Dans une communication rapide publiée dans Eurosurveillance, Larkin et al. décrire les enquêtes épidémiologiques et la coordination des mesures entre les pays. En février 2022, un petit groupe de huit cas d’infection par Salmonella enterica subsp. enterica sérotype Typhimurium (1,4,5,12:i:-) eBG 1, type de séquence (ST) 34 a été identifié au Royaume-Uni. Le groupe était inhabituel, avec tous les cas signalés sauf un de moins de 10 ans, et la souche présentait des marqueurs génotypiques d’un schéma inhabituel de résistance aux antimicrobiens rarement observé chez le bétail, les aliments ou les cas de maladies humaines au Royaume-Uni. Le groupe n’était étroitement lié à aucune autre souche britannique de S. Typhimurium monophasique.

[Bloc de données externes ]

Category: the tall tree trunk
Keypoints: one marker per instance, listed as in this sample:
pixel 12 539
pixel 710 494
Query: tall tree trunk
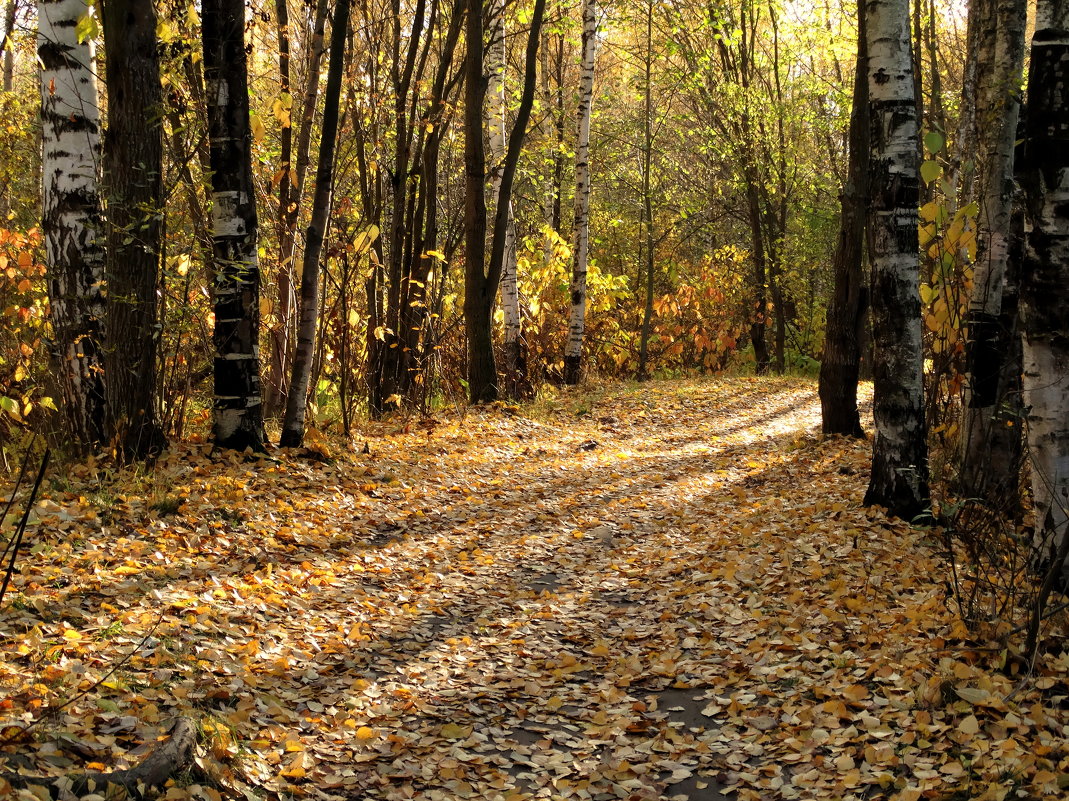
pixel 71 220
pixel 899 479
pixel 8 45
pixel 991 456
pixel 133 182
pixel 1044 283
pixel 840 365
pixel 478 298
pixel 296 405
pixel 237 407
pixel 496 140
pixel 581 235
pixel 648 246
pixel 291 193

Des entretiens exploratoires utilisant une approche anthropologique ouverte (pas de questions binaires oui/non) ont été entrepris pour la génération d’hypothèses, après quoi un questionnaire ciblé a été utilisé pour affiner les hypothèses identifiées lors des entretiens exploratoires, confirmant un signal fort pour une marque spécifique de chocolat des produits.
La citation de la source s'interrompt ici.